Looking back on my preschool days now, I find that my memories of Christopher and kindergarten are impossible to separate; perhaps it's because after that first meeting we were, ourselves, veritably inseparable. We would play house together, swing together, share blankets during naptime. He would come over to my house after school let out and we would pretend; lie on our backs on the concrete and take turns being pirates, or tigers, or knights. We set up a hospital in his basement for wounded stuffed animals and wasted eight packs of band-aids attempting to repair unraveled ears and the tufts of stuffing that poked through. We were going to be married, I decided, and we drew the wedding on the concrete surface of my driveway, pulling the colors from a box of chalk: me in a purple dress and him resplendent in a blue one because "pink was a girl's color". A few days later, we danced naked in his closet. Those days it didn't matter who saw what; we looked out of curiosity, not lust. Maybe jealousy. I think we both would've been happy to swap, like we did with our crackers at snack-time or our favorite shoes.

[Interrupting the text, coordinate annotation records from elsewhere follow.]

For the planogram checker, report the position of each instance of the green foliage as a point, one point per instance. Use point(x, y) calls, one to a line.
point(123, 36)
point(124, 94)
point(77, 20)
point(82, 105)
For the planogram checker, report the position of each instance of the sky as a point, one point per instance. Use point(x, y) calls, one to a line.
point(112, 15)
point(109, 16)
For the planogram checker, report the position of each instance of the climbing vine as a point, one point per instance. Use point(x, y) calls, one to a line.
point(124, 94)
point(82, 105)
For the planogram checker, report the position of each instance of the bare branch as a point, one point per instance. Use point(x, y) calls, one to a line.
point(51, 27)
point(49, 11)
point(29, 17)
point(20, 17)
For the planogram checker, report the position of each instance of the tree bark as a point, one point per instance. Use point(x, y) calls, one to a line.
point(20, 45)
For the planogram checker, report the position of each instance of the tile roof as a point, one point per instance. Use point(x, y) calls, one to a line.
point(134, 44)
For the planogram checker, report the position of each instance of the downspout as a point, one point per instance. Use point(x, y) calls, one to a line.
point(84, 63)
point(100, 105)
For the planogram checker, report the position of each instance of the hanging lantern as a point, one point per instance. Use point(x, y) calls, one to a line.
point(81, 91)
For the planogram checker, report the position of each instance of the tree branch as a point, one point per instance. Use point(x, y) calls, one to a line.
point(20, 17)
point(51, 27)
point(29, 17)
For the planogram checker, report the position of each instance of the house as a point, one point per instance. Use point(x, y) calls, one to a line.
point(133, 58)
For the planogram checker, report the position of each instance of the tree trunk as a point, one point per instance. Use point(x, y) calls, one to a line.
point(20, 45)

We kissed one day, on the playground. It sounds cliché now, but then, it was all excitement, two little kids trying to grow up too fast. I remember everything: the blue dress wrinkled around my stomach, the pores of one of his sneakers clogged with sand, the Orioles hat that I had ripped from his head and held tauntingly above mine. I think I made him cry. He cried after the kiss, I remember that. Looking back, I don't think he wanted to, not really. Later, I learned that Mrs. Brown had been watching and told the other teachers. They whispered about me and mused about my future. I would be a slut, was the consensus, although they said "fast woman" instead. That's what Mrs. Brown said to my mother; "keep an eye on Cyndi, she's been acting inappropriately and there's been some concern that she'll grow up to be a fast woman." I didn't know any of this at the time, of course, but I did notice a shift in behavior from my parents and Christopher's. My mother told me to ease up, that I should keep being myself but that maybe I should stop spending so much time with Christopher. It wasn't healthy for either of us to be so close, she said. Christopher needed to make some friends like him. His mom was worried about how he'd been acting lately. He was having trouble fitting in with the other boys.

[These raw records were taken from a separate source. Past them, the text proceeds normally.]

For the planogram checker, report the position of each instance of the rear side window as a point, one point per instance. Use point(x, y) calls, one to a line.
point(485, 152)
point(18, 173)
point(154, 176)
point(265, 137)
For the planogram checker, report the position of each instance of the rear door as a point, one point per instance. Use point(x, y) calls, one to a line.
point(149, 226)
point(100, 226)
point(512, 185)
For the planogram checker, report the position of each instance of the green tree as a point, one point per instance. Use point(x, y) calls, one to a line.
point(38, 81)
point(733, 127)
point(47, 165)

So I started driving home with Molly after school again, where we'd spend centuries fitting high heels onto Barbie's perpetually arched feet and playing princesses and mommies. I still got to see Christopher sometimes, but he had new friends too – boys, who played war at recess and flicked their rice at each other when our teacher's weren't looking. The last time I saw Christopher we were both seven and had graduated kindergarten, moved on to the big kid world of reading and subtraction. My parents had just ordered a new dishwasher and refrigerator, and the boxes were the perfect size for fort building. We lay together, enclosed by the cardboard sides, whispering about dragons. He looked different, older; he was wearing jeans and a plaid shirt and walked differently, shuffled. And even though we were lying only a few inches apart, touching at the elbows, I realized suddenly that we didn't belong in the same box anymore. There was no more room for me. My princess had been locked up in her tower and her hair had been chopped off, and suddenly things were different and even though we were only seven, we had grown up.